Some early product he mentioned:

  • Dot: A personal AI companion that serves as a "living history," with infinite memory of conversations, helping users recall details.
  • Limitless: An AI assistant with apps and a wearable pendant to capture everything a user says, sees, or hears, making all information searchable.
  • Delphi: Enables well-known figures to create "AI clones" of themselves for fans to interact with, scaling their presence and enabling conversations that would otherwise be impossible.

AI Research Update

Inference Scaling for Long-Context Retrieval Augmented Generation

Research Background

  • Long-context LLMs: Long-context large language models (LLMs) are designed to process extended input sequences, improving performance on various tasks by utilizing extensive context (e.g., Gemini 1.5 Pro with up to 2M tokens)
  • Challenges in RAG: Previous studies on retrieval augmented generation (RAG) have focused on increasing the quantity of retrieved knowledge, but limitations exist in effectively locating relevant information in ultra-long sequences
  • Performance Plateau: Retrieving beyond certain thresholds (e.g., top-10 documents) can lead to performance plateaus or declines due to increased noise in the context

Contribution

  • New Strategies: The paper introduces two strategies for scaling inference computation in RAG:
    • Demonstration-based RAG (DRAG): Utilizes multiple RAG examples as demonstrations to leverage long-context capabilities
    • Iterative Demonstration-based RAG (IterDRAG): Decomposes input queries into simpler sub-queries, allowing for iterative retrieval and generation, thus bridging the compositionality gap for multi-hop queries.
  • Effective Context Length: The effective context length is defined as the total number of input tokens across all iterations before generating the final answer. This is crucial for understanding how RAG performance scales with inference computation.
  • Performance Scaling: The paper demonstrates an almost linear relationship between RAG performance and the scale of effective context length through extensive experiments on benchmark QA datasets.
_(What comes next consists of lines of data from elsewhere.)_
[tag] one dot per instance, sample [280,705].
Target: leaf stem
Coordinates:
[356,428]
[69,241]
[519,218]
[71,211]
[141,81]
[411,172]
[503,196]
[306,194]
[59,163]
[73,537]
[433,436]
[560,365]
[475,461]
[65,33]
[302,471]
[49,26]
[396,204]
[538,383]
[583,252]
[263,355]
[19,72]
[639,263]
Generative Image Dynamics Generative Image Dynamics

Conclusion and Analysis

  • Inference Scaling Laws: The study derives inference scaling laws for RAG, indicating that performance improves with the expansion of effective context length under optimal configuration.
  • Optimal Configurations: The computation allocation model allows for predicting optimal inference parameters that maximize performance across different RAG tasks, providing practical guidance for optimal computation allocation.